Worryingly, the SBP said, Pakistan pays more in subsidies than regional gas exporters. The most disturbing aspect being that its subsidy bill is comparable to Uzbekistan, which is a significant gas exporter.
Households get subsidised gas at the cost of CNG users whereas the commercial sector pays a much higher price. “Households also get preference when it comes to distribution of the resource.”
This has led to an increase in household consumption since 2005 whereas other sectors like CNG, power and industry saw a decline.
“In our view, it makes more sense to give higher priority to power or industry, which have extensive economic linkages, and contribute directly to employment generation.”

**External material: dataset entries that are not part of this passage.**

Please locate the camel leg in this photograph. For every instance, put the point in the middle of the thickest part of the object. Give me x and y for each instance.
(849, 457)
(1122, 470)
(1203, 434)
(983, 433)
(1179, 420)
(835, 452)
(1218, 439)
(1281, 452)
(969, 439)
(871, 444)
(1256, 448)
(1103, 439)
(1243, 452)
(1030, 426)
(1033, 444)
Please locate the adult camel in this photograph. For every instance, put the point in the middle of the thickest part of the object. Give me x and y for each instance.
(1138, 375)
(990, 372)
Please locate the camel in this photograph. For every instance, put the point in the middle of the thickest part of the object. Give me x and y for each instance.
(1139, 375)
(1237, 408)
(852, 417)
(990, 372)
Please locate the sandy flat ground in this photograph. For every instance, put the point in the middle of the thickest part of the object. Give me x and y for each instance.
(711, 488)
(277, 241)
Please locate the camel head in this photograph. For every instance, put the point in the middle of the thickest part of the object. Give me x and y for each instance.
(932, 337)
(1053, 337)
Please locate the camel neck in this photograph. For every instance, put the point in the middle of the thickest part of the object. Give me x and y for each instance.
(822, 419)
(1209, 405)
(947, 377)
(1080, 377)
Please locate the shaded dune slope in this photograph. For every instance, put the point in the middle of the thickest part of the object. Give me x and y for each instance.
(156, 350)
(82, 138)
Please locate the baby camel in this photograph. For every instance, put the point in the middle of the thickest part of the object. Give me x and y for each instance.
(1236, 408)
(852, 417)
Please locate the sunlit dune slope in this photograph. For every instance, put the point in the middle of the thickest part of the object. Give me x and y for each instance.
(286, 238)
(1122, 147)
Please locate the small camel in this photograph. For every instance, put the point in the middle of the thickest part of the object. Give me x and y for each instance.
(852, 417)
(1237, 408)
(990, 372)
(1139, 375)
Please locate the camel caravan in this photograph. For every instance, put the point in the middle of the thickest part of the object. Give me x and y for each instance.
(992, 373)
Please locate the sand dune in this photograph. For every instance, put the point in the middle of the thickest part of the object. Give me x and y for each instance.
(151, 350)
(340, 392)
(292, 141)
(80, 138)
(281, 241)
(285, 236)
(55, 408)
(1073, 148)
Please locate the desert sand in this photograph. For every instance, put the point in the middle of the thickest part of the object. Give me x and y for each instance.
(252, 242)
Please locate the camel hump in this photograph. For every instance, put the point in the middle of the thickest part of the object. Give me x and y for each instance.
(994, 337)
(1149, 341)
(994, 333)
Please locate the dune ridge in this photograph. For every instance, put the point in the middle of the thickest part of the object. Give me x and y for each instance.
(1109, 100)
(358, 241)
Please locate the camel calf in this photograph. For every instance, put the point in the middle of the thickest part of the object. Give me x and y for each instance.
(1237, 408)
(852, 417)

A large number of cottage industries based in Sindh and Punjab that are registered as household consumers add to the pressure on the system. “Informal economic activity not only increase household consumption but also extends gas subsidy to the informal sector.”
Guaranteed return
The report said there is actually an incentive for SSGC and SNGPL to extend connections to households. The gas pricing policy promises a 17% guaranteed return on fixed assets to the utilities, which in turn encourages them to increase the fixed cost especially by expanding connections to domestic consumers.
This flaw in the gas pricing framework also inadvertently relegates maintenance of existing pipelines to a low priority. “As a consequence, the loss of gas has been increasing over the past several years.”
The report said gas utilities can save up to 52.6 billion cubic feet by reducing the gas loss in the pipelines, which is savings of billions of rupees.
Better off without fertiliser firms
For the right use of the depleting resource, the SBP suggested that fertiliser plants should be shut and gas be diverted to power plants.
It calculates that $1.41 billion could have been saved in 2013-14 if gas was diverted to the power sector from fertiliser plants. The savings being the result of lower import bill of furnace oil.
This change in the gas allocation policy would have yielded net fiscal savings of Rs163 billion primarily due to the reduction in power subsidy, it said.
Almost 70% of gas-based power plants remained idle last year because of shortages.
“This simple analysis proves the need to revisit the existing gas allocation policy. It also states that higher priority should be given to the power sector, which is the backbone of the economy.”
The writer is a staff correspondent
Published in The Express Tribune, December 15th, 2014.